As already mentioned above the substation SX is in the active state 4 for 
which the input signals AC and SRO of the finite machine FSM are activated 
(1) and equal to 4 respectively. Because on the other hand DE=0, SB=0, MY=1 
and ND=1 it follows from the third line of the above table T2 that FSM then 
provides activated check and transmission request signals C=1 and R=1 which 
are applied to the cell assembly circuit CAC. Therein the check signal C=1 
gives rise to the creation of a check cell which is shown in FIG. 5c and 
wherein the information field is constituted by a series of bytes each 
equal to the own allocation status of SX stored in register MBY, i.e. 
EQU 010 . . . 0 
whilst the header contains a check VCI, i.e.

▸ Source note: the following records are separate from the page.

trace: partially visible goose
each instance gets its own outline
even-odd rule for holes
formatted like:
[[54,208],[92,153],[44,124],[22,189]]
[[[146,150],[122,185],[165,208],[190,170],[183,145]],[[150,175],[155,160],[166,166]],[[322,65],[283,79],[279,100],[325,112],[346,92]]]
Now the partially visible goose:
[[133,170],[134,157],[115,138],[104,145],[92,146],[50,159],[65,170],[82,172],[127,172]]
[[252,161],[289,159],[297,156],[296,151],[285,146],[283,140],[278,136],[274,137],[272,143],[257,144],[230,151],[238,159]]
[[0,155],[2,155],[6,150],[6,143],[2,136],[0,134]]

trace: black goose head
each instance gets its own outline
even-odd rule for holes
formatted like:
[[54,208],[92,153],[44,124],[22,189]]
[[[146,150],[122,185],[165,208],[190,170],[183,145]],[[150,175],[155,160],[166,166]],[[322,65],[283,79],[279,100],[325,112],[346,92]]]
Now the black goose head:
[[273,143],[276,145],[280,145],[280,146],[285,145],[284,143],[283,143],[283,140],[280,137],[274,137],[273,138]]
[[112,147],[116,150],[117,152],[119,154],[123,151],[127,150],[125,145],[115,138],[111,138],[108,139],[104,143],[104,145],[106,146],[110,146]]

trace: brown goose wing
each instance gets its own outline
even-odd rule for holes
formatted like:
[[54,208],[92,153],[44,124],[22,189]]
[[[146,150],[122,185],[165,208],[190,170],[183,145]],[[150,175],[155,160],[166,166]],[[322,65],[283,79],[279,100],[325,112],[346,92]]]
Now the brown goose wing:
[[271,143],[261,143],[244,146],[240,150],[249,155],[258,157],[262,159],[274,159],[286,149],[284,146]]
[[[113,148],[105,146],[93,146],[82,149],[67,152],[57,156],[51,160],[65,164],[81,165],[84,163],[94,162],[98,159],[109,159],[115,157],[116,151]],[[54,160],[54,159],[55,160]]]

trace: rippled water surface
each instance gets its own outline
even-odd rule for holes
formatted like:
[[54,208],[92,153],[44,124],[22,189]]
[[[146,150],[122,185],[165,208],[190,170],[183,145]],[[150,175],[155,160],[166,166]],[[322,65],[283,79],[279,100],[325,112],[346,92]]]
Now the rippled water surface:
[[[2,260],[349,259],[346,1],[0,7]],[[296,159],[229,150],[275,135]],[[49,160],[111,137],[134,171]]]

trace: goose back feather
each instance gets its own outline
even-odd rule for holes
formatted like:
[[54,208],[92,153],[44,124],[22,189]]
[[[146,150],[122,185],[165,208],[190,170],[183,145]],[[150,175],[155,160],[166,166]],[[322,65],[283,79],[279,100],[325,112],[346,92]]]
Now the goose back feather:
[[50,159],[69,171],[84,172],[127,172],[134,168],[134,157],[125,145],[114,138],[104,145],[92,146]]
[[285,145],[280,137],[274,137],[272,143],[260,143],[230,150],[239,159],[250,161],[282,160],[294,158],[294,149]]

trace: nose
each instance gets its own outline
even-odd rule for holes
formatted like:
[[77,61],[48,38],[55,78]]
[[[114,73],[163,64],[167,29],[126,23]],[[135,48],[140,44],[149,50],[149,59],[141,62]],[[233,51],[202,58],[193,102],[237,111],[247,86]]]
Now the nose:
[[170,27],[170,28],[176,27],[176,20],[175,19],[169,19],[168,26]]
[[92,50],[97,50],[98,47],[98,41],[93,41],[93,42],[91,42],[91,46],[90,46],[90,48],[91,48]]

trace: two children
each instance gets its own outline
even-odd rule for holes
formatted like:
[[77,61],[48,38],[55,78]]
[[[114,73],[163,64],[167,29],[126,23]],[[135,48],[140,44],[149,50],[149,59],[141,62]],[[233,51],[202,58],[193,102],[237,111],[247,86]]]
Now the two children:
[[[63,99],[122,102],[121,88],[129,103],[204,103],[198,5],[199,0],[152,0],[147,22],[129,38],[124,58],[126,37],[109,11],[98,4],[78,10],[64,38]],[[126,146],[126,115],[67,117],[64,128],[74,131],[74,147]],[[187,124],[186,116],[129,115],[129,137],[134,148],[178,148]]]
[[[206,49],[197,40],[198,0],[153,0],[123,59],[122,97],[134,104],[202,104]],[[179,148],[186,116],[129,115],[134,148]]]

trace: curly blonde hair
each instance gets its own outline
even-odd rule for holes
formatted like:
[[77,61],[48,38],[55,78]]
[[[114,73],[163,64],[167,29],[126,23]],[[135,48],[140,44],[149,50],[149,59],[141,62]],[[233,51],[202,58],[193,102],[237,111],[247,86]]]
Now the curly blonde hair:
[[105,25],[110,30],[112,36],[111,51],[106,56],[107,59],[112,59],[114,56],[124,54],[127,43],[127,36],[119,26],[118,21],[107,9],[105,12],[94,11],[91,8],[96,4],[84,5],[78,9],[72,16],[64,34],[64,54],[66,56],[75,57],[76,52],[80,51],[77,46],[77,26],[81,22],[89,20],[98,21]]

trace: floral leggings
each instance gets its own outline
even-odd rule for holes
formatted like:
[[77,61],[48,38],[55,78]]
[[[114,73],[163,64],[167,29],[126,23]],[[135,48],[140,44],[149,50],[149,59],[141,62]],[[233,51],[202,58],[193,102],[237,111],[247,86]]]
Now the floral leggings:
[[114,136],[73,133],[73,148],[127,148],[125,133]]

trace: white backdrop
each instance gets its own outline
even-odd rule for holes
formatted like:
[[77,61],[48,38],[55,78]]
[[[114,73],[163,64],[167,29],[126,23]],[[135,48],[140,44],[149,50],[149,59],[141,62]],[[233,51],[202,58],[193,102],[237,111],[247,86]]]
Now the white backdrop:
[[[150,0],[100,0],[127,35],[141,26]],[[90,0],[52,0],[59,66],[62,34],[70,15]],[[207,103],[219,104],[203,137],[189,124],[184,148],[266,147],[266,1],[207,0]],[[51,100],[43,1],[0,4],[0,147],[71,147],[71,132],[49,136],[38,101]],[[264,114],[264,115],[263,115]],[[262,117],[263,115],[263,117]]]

VC. 
It should be noted that the repitition of the bytes in the information 
field is done to have a sufficient number of transitions on the 
transmission link UL and to maintain the DC level thereon substantially 
contact. 
On the other hand in the circuit CAC the request signal R produces the 
insertion in the MAC field MF of this cell of the own allocation status 
code 
EQU 010 . . . 0 
thus requesting the main station to allow the transmission of a data cell 
stored in the data cell input register DIR. The data cell for which the 
request is made is then shifted into part WD of the register DIR so that 
the output WD thereof becomes activated (1). 

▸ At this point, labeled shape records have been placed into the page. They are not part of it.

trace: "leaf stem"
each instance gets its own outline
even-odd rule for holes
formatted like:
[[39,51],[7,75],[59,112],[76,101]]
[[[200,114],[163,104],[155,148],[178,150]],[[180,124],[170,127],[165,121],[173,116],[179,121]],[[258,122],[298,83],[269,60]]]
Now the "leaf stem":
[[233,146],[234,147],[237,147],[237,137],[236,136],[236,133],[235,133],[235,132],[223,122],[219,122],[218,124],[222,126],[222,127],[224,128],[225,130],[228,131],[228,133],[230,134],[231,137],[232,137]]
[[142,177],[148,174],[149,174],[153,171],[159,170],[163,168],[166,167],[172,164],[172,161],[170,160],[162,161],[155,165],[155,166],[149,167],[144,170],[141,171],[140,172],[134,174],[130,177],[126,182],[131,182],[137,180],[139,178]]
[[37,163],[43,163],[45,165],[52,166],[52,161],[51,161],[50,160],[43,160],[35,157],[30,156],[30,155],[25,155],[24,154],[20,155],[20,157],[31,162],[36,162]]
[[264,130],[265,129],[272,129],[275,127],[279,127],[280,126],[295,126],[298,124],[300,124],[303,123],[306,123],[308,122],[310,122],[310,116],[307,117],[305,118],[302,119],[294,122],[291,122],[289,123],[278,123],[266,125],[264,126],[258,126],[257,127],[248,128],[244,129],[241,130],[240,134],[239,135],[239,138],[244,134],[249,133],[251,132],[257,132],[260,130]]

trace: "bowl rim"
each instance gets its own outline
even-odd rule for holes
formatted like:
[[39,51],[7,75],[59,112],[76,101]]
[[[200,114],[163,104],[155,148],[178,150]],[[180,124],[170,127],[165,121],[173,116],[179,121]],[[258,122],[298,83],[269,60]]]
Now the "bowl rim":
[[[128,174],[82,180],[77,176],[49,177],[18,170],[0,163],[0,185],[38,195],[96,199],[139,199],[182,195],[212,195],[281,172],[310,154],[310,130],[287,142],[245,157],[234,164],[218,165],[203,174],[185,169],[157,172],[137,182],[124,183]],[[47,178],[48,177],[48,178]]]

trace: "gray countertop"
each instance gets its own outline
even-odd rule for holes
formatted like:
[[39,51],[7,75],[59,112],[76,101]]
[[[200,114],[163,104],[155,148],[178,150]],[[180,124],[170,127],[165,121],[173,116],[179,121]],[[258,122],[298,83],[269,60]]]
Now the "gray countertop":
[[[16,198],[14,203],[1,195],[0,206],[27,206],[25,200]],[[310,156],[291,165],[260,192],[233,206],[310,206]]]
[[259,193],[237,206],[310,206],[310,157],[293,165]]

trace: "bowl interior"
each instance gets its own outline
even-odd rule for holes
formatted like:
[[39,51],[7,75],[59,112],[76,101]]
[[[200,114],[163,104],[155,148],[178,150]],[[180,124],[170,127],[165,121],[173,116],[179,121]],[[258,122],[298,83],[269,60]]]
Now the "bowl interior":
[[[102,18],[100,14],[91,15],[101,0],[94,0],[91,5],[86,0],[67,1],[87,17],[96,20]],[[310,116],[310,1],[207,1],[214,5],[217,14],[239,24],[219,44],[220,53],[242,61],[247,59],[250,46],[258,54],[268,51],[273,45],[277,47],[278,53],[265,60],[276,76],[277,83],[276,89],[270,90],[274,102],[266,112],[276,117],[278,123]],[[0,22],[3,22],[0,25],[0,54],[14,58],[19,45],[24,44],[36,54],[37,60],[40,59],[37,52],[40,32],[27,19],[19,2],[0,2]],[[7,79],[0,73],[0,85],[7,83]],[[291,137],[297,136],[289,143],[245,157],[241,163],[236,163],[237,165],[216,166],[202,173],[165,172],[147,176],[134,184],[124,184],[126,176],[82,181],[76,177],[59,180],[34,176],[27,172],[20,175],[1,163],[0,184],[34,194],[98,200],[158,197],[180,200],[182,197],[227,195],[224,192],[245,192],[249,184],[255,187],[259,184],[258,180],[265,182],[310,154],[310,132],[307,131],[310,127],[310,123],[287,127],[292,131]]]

The substation SY transmits the check cell (FIG. 5c) generated on the 
folded upstream link UL via the converter PSC3 whose output is connected 
to UL via gating circuit GC7 (FIG. 1). 
Substation SY 
This station operates in a similar way as the station SX but since no new 
cell is available in the part ND of the register DIR, i.e. ND=0, only the 
check output signal C of the finite state machine FSM is activated, as 
follows from the second line of table T2. Therefore the check cell then 
generated is as shown in FIG. 5d, i.e. with an information field 
constituted by a series of bytes each equal to the own allocation status 
stored in the register MBY of SY: 
EQU 100 . . . 0 
The check VCI of this cell is equal to VC and its MAC field is equal to 
zero since no transmission request for a data cell is formulated therein. 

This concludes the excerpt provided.